García-Frigola Cristina, Carreres Maria Isabel, Vegar Celia, Mason Carol, Herrera Eloísa
Consejo Superior de Investigaciones Científicas-Universidad Miguel Hernández, CSIC-UMH Juan, Avd. Ramón y Cajal s/n, Alicante 03550, Spain.
Development. 2008 May;135(10):1833-41. doi: 10.1242/dev.020693. Epub 2008 Apr 16.
Axons of retinal ganglion cells (RGCs) make a divergent choice at the optic chiasm to cross or avoid the midline in order to project to ipsilateral and contralateral targets, thereby establishing the binocular visual pathway.
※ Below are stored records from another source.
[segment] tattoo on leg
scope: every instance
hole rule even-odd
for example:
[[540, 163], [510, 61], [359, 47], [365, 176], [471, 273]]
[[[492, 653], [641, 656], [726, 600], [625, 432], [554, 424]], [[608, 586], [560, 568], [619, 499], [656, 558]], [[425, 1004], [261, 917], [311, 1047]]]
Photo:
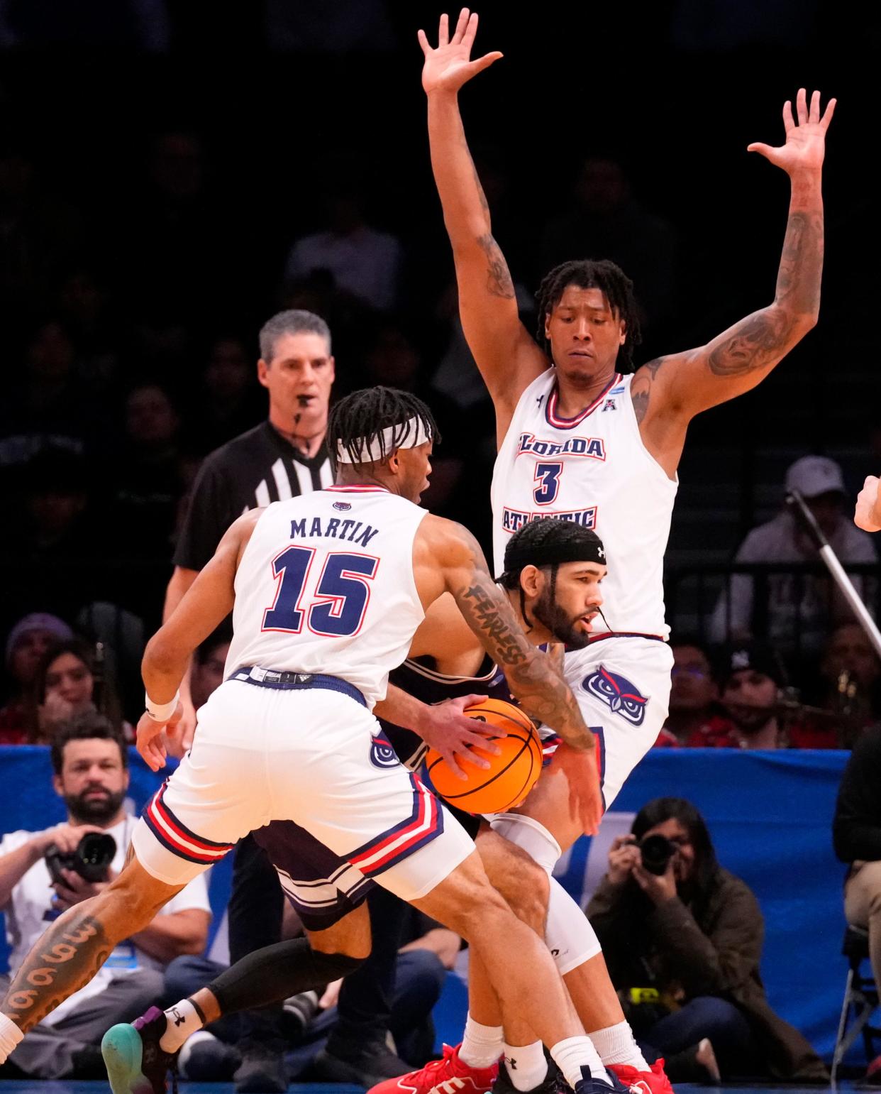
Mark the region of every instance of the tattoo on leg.
[[84, 912], [77, 905], [57, 919], [9, 986], [2, 1011], [25, 1033], [87, 984], [110, 955], [104, 927]]

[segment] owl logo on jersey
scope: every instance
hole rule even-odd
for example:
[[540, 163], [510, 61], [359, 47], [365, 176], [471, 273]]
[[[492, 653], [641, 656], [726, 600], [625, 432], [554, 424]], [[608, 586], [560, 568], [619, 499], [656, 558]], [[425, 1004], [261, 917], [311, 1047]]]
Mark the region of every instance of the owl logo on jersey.
[[634, 725], [643, 724], [648, 697], [641, 695], [624, 676], [599, 665], [595, 673], [584, 678], [582, 687], [601, 699], [613, 714], [621, 714]]
[[400, 763], [398, 754], [385, 737], [373, 738], [373, 744], [371, 745], [371, 764], [374, 767], [398, 767]]

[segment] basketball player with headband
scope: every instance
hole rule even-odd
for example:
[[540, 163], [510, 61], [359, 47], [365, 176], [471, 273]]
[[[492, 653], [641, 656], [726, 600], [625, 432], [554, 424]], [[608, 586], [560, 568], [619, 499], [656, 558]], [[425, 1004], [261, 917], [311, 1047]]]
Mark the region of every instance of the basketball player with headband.
[[[240, 516], [148, 643], [138, 747], [157, 770], [166, 730], [183, 713], [177, 689], [189, 657], [233, 612], [227, 678], [139, 822], [125, 870], [47, 929], [0, 1001], [0, 1063], [119, 939], [242, 836], [280, 819], [468, 938], [500, 998], [539, 1032], [576, 1094], [621, 1090], [547, 947], [491, 887], [473, 841], [403, 766], [373, 757], [371, 710], [445, 592], [524, 709], [596, 754], [572, 691], [518, 627], [473, 536], [415, 504], [436, 434], [431, 411], [408, 393], [373, 388], [343, 399], [329, 424], [331, 452], [349, 457], [336, 486]], [[597, 783], [595, 766], [585, 788], [591, 830]], [[164, 1070], [154, 1081], [143, 1067], [167, 1051], [166, 1015], [124, 1028], [105, 1056], [114, 1090], [164, 1089]]]

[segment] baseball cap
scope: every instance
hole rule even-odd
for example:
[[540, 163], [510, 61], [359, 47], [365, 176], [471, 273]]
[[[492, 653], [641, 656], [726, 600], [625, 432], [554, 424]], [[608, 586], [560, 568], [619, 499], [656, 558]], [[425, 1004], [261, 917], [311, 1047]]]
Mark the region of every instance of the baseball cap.
[[776, 650], [761, 642], [743, 642], [732, 645], [726, 654], [723, 682], [727, 684], [735, 673], [753, 672], [770, 676], [777, 687], [786, 686], [786, 671]]
[[69, 638], [73, 638], [73, 631], [63, 619], [59, 619], [58, 616], [50, 615], [48, 612], [32, 612], [31, 615], [22, 616], [9, 632], [4, 651], [7, 665], [12, 659], [19, 640], [32, 630], [48, 630], [59, 642], [66, 642]]
[[836, 490], [844, 493], [844, 476], [829, 456], [802, 456], [786, 472], [786, 489], [798, 490], [806, 498]]

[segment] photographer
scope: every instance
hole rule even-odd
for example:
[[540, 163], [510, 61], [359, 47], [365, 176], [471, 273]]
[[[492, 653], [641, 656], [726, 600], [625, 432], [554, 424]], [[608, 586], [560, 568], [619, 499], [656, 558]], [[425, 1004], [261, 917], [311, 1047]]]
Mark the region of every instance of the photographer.
[[719, 866], [690, 802], [643, 806], [631, 835], [612, 843], [587, 915], [644, 1055], [665, 1056], [673, 1081], [719, 1072], [827, 1081], [808, 1041], [768, 1005], [759, 904]]
[[[122, 802], [129, 784], [121, 734], [85, 712], [59, 728], [51, 746], [52, 785], [68, 818], [0, 841], [0, 910], [5, 912], [14, 974], [54, 919], [106, 887], [125, 863], [136, 818]], [[85, 837], [85, 842], [83, 838]], [[173, 957], [201, 953], [211, 918], [203, 876], [190, 882], [153, 922], [114, 950], [95, 978], [31, 1031], [3, 1067], [28, 1079], [104, 1076], [101, 1038], [137, 1017], [162, 993]], [[0, 991], [9, 978], [0, 976]]]

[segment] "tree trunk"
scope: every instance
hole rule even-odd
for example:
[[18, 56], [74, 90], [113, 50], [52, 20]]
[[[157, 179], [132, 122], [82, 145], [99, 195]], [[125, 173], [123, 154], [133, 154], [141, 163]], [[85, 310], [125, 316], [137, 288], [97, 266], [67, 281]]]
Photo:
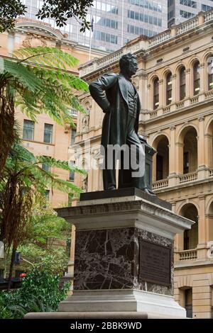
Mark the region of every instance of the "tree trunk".
[[16, 254], [16, 249], [17, 249], [16, 247], [13, 247], [11, 261], [11, 264], [10, 264], [9, 276], [9, 279], [8, 279], [8, 286], [7, 286], [7, 290], [10, 290], [11, 286], [13, 269], [13, 266], [14, 266], [15, 254]]

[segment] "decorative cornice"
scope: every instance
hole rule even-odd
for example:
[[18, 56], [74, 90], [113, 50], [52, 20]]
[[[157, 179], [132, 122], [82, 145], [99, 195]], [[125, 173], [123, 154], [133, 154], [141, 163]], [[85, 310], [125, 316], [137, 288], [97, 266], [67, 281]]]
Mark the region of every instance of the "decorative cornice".
[[199, 121], [204, 121], [204, 117], [203, 115], [200, 115], [197, 119]]

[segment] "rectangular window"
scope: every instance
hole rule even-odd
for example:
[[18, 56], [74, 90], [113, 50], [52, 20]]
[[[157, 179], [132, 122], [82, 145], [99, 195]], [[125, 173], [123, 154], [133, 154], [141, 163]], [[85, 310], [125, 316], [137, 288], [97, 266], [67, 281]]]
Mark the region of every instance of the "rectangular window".
[[34, 121], [27, 120], [23, 120], [23, 139], [34, 140]]
[[183, 154], [183, 173], [188, 174], [189, 173], [189, 152], [185, 152]]
[[48, 201], [50, 199], [50, 190], [46, 190], [45, 191], [45, 197], [46, 200], [48, 200]]
[[3, 269], [0, 269], [0, 278], [4, 278], [4, 270]]
[[75, 144], [75, 139], [76, 135], [76, 130], [75, 128], [72, 128], [71, 130], [71, 140], [70, 140], [70, 145], [73, 146]]
[[73, 199], [73, 193], [68, 193], [68, 206], [72, 205], [72, 199]]
[[45, 143], [52, 143], [53, 142], [53, 125], [45, 124], [43, 142]]
[[[70, 161], [70, 165], [72, 166], [75, 166], [75, 162], [74, 161]], [[69, 177], [70, 181], [75, 181], [75, 171], [70, 171], [70, 177]]]
[[[44, 156], [44, 157], [46, 157]], [[42, 169], [45, 170], [45, 171], [50, 171], [50, 166], [49, 164], [46, 164], [45, 163], [42, 164]]]

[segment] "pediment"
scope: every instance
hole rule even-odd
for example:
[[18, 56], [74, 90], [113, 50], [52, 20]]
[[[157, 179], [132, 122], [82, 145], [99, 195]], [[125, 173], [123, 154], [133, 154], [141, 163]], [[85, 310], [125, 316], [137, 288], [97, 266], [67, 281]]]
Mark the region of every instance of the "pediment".
[[54, 29], [49, 24], [39, 22], [19, 22], [16, 24], [16, 30], [23, 33], [40, 35], [50, 38], [62, 40], [63, 34], [58, 29]]

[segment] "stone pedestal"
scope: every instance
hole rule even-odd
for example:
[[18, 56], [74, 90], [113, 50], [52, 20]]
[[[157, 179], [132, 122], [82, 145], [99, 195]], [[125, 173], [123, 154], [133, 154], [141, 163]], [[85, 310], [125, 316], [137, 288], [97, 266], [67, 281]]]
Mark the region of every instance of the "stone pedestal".
[[58, 209], [76, 227], [74, 291], [59, 312], [185, 317], [173, 298], [173, 239], [193, 222], [170, 208], [129, 188], [83, 193], [78, 206]]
The zinc-finger transcription factor Zic2 and a member of the Eph family of receptor tyrosine kinases, EphB1, are both essential for proper development of the ipsilateral projection at the mammalian optic chiasm midline. Here, we demonstrate in mouse by functional experiments in vivo that Zic2 is not only required but is also sufficient to change the trajectory of RGC axons from crossed to uncrossed. In addition, our results reveal that this transcription factor regulates the expression of EphB1 in RGCs and also suggest the existence of an additional EphB1-independent pathway controlled by Zic2 that contributes to retinal axon divergence at the midline.
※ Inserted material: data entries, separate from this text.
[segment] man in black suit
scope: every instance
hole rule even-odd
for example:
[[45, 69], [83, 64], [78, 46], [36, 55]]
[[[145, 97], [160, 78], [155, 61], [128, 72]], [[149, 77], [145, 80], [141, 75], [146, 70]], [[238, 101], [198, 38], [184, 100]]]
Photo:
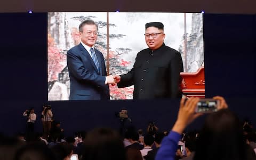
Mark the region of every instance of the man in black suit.
[[69, 100], [109, 99], [109, 84], [113, 76], [107, 76], [102, 53], [94, 48], [98, 38], [98, 25], [86, 20], [79, 26], [81, 43], [67, 54], [70, 81]]
[[125, 149], [126, 150], [129, 149], [134, 149], [138, 150], [141, 150], [144, 148], [144, 146], [142, 145], [140, 145], [139, 143], [139, 139], [140, 138], [140, 135], [137, 132], [133, 132], [132, 133], [132, 136], [131, 139], [132, 140], [132, 145], [126, 146]]
[[156, 157], [157, 150], [161, 146], [161, 142], [165, 135], [163, 132], [156, 133], [155, 135], [155, 145], [156, 148], [148, 152], [148, 154], [144, 156], [146, 160], [154, 160]]
[[127, 74], [114, 76], [115, 82], [118, 87], [134, 85], [134, 99], [181, 98], [181, 54], [164, 44], [162, 23], [150, 22], [145, 26], [149, 47], [138, 53], [133, 68]]

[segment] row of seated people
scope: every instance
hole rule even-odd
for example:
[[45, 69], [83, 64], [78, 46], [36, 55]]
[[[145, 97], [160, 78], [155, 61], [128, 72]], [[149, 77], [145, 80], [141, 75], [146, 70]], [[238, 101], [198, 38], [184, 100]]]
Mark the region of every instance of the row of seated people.
[[[146, 135], [143, 146], [140, 144], [138, 134], [133, 132], [130, 139], [127, 138], [131, 145], [125, 147], [119, 134], [107, 128], [89, 132], [81, 146], [77, 145], [80, 151], [74, 147], [74, 138], [51, 145], [50, 142], [47, 146], [39, 138], [24, 142], [1, 135], [0, 159], [69, 160], [73, 155], [77, 154], [79, 159], [83, 160], [256, 159], [253, 150], [256, 148], [253, 148], [256, 146], [255, 132], [248, 124], [241, 124], [227, 108], [224, 99], [214, 98], [220, 101], [218, 111], [207, 115], [198, 134], [187, 133], [183, 139], [182, 135], [187, 125], [203, 114], [195, 113], [198, 98], [191, 98], [186, 102], [182, 99], [177, 120], [169, 133]], [[186, 146], [185, 152], [182, 146]]]

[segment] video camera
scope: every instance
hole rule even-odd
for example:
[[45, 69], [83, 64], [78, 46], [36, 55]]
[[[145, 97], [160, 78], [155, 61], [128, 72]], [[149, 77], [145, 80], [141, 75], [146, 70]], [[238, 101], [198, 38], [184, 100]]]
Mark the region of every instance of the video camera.
[[121, 112], [116, 113], [116, 117], [119, 118], [128, 118], [128, 111], [127, 110], [122, 109]]

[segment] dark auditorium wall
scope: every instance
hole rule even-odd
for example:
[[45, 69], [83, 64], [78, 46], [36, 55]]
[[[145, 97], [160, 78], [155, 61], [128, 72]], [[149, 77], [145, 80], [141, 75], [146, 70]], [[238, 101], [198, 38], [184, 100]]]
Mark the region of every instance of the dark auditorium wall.
[[[132, 122], [145, 129], [154, 121], [169, 130], [176, 118], [177, 100], [109, 101], [47, 101], [47, 14], [1, 13], [0, 132], [25, 131], [25, 110], [35, 108], [36, 130], [42, 131], [43, 104], [53, 107], [67, 134], [96, 126], [118, 129], [115, 113], [128, 110]], [[203, 17], [206, 95], [226, 97], [241, 119], [256, 124], [256, 15], [205, 14]], [[197, 128], [201, 118], [189, 126]]]

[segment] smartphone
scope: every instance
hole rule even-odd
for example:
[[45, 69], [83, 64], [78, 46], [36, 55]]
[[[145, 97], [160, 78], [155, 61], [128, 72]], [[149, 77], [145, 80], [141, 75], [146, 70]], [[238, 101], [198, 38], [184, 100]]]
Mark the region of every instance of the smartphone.
[[180, 146], [180, 152], [181, 153], [181, 155], [183, 157], [186, 157], [186, 149], [184, 146]]
[[212, 113], [218, 111], [220, 101], [213, 99], [201, 99], [197, 103], [196, 113]]
[[70, 160], [78, 160], [78, 155], [77, 154], [73, 154], [71, 156]]

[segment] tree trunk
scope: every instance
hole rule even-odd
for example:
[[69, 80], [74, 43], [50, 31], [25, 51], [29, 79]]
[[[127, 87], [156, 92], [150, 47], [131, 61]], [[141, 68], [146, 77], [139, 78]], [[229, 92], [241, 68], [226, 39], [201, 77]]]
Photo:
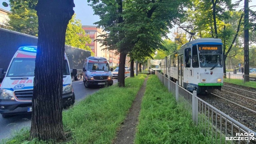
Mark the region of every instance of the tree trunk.
[[131, 60], [131, 75], [130, 77], [131, 78], [134, 77], [134, 60]]
[[118, 75], [117, 77], [118, 86], [124, 87], [124, 71], [125, 70], [125, 59], [127, 54], [124, 52], [120, 52], [120, 60], [118, 68]]
[[62, 121], [65, 37], [73, 0], [39, 0], [38, 39], [30, 138], [65, 139]]
[[218, 38], [218, 31], [217, 30], [217, 23], [216, 22], [216, 5], [218, 0], [215, 0], [214, 2], [214, 0], [212, 0], [212, 15], [213, 16], [213, 23], [214, 26], [214, 32], [215, 33], [215, 38]]

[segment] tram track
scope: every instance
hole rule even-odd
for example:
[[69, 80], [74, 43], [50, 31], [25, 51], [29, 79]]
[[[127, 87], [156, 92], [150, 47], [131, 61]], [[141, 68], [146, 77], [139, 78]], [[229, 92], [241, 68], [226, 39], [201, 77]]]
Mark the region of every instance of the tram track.
[[208, 95], [198, 96], [256, 131], [256, 89], [228, 84], [221, 91], [215, 90]]

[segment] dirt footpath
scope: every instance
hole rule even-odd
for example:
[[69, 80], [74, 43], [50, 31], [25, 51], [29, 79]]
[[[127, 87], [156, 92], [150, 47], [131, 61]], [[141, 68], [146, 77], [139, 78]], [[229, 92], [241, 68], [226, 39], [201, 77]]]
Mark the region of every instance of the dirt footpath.
[[140, 110], [140, 105], [142, 97], [146, 90], [146, 86], [148, 76], [147, 77], [136, 98], [133, 102], [129, 113], [117, 134], [116, 139], [114, 142], [115, 144], [128, 144], [134, 143], [136, 133], [136, 127], [138, 123], [138, 117]]

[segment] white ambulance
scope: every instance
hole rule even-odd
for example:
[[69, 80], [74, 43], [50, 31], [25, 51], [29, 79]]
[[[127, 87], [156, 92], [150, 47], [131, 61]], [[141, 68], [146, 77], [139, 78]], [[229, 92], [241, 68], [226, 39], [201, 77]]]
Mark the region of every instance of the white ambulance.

视网膜神经节细胞(RGCs)的轴突在视交叉处做出不同的选择,即穿过或避开中线,以便投射到同侧和对侧目标,从而建立双眼视觉通路。锌指转录因子Zic2和受体酪氨酸激酶Eph家族成员EphB1,对于哺乳动物视交叉中线同侧投射的正常发育都是必不可少的。在这里,我们通过体内功能实验在小鼠中证明,Zic2不仅是必需的,而且足以改变RGC轴突从交叉到不交叉的轨迹。此外,我们的结果表明,这种转录因子调节RGCs中EphB1的表达,并且还表明存在由Zic2控制的另外一条不依赖EphB1的通路,该通路有助于视网膜轴突在中线处的发散。